The rehab center looks like a gym or fitness center, with treadmills, bikes, weight machines and other exercise equipment. Each patient receives a workout routine tailored to their needs and abilities, to help them strengthen their muscles, including their diaphragm. But many, like Gibson, find other benefits, too, not just treatment for COPD.
"There's a lot of advantages too as far as my arthritis," Gibson said. "I’ve got arthritis real bad and just being able to keep my range of motion to where I can move around okay."
The team of dedicated medical professionals at the rehab center helps those diagnosed with COPD through all stages of their disease, from education about their diagnosis to the exercise regimen, and how they can monitor triggers in their everyday lives.

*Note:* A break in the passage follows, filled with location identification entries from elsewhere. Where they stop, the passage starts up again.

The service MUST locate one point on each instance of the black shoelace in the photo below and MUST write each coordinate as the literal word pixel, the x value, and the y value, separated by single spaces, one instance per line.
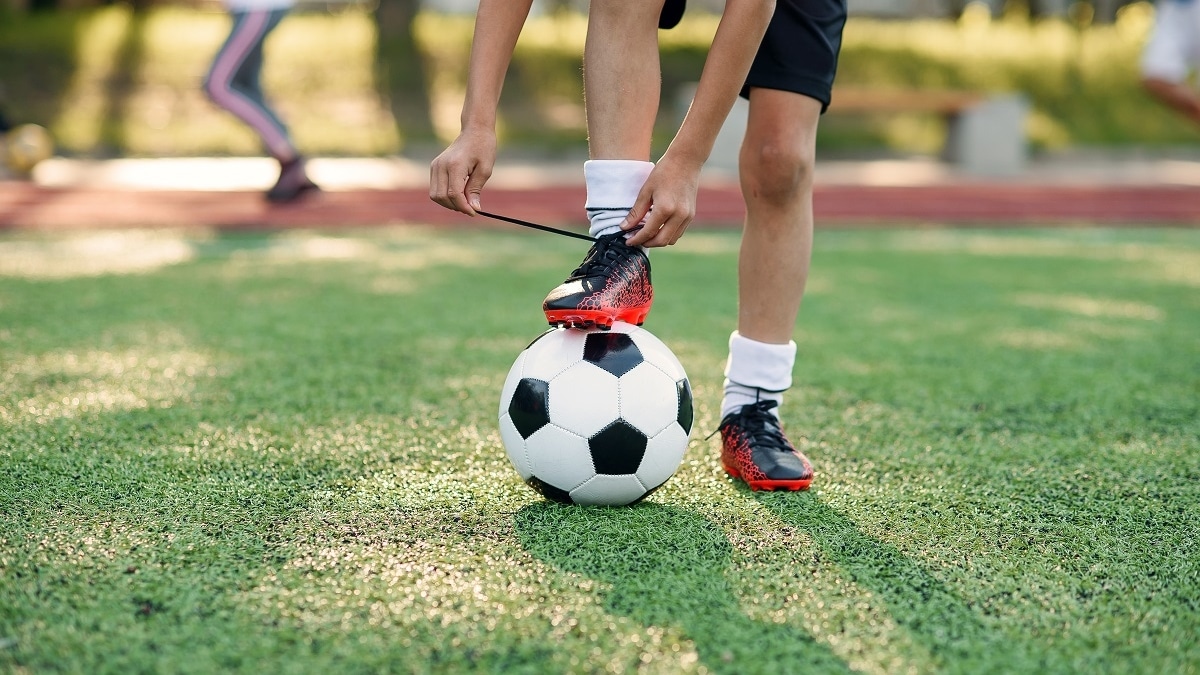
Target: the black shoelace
pixel 757 422
pixel 605 254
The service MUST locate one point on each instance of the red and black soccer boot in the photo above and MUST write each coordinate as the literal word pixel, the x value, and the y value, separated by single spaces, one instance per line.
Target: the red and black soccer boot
pixel 611 284
pixel 755 449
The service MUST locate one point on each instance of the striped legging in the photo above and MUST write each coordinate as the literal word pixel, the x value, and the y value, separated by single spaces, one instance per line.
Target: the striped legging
pixel 233 79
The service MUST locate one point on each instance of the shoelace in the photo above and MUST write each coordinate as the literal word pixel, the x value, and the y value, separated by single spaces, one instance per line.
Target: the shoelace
pixel 606 252
pixel 760 424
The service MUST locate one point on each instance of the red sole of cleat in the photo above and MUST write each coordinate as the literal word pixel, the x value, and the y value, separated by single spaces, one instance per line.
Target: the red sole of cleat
pixel 587 320
pixel 772 485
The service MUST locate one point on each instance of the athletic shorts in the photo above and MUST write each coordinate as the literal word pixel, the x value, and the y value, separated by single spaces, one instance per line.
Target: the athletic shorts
pixel 799 52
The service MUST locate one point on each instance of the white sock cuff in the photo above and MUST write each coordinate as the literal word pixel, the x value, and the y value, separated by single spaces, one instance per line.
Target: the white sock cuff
pixel 615 184
pixel 760 365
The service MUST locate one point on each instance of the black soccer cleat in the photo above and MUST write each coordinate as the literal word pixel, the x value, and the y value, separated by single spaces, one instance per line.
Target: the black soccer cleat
pixel 612 284
pixel 755 449
pixel 671 13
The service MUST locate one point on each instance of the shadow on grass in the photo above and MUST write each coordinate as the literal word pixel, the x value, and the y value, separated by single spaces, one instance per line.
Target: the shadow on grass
pixel 953 632
pixel 669 568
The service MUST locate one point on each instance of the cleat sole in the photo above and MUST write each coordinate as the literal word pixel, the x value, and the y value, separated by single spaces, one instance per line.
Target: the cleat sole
pixel 771 485
pixel 588 320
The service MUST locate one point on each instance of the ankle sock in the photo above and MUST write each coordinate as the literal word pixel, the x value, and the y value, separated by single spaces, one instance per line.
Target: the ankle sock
pixel 612 187
pixel 756 371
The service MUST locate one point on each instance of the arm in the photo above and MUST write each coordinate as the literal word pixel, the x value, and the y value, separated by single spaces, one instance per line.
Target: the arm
pixel 671 187
pixel 1177 95
pixel 459 173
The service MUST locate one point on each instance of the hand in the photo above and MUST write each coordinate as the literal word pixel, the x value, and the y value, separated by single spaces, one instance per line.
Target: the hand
pixel 459 173
pixel 667 202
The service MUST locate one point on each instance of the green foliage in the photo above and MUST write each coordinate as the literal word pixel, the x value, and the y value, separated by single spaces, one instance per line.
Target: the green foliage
pixel 279 453
pixel 113 82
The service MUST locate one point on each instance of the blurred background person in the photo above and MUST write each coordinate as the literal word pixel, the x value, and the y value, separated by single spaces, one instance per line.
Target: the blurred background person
pixel 234 83
pixel 1173 54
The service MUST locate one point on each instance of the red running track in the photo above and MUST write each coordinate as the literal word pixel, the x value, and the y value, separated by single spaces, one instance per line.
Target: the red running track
pixel 28 205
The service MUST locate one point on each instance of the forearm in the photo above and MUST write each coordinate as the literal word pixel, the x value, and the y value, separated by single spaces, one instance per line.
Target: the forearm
pixel 1176 95
pixel 497 28
pixel 729 60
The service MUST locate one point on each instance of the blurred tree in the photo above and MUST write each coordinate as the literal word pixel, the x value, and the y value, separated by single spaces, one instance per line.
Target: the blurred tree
pixel 400 67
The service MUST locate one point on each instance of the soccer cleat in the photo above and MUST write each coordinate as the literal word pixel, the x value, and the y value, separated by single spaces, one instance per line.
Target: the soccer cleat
pixel 611 284
pixel 671 13
pixel 755 449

"We teach them ways to make their life easier," said McKeever. "If you've got to carry laundry up and downstairs, how can we make this easier for you? What steps can you take to make your environment easier and more friendly for you?"
For John, he's experienced the benefits of the cardiac and pulmonary rehab center firsthand, especially when he tested positive for COVID-19.
"When I did catch the COVID-19," he said, "I think I was a better shape physically to be able to fend it off and then we have colds and the flu, whatever comes along. It’s keeping you're body healthy and your immune system."
While the workouts and the machines can seem intimidating, the MercyOne team helps each person develop a workout that is right for their abilities.
"We're going to start really slow. We're going to start super slow and will build up as you tolerate," McKeever said of helping their patients find what machine or workout is best for them during each session. "We're going to listen to you. And if you aren’t tolerating something, just communicate, we'll try something else."
John says he plans to continue attending class twice a week for as long as he can. "Just because you're getting old I don't want to sit around and watch TV all the time. Getting out and doing different things and it’s just enjoyable."
Because if it wasn't for the MercyOne Cardiac and Pulmonary Rehab team, "you know, I don't know where I'd be if I wouldn't be doing the exercise. Probably be in a nursing home and I’m not ready to go there yet."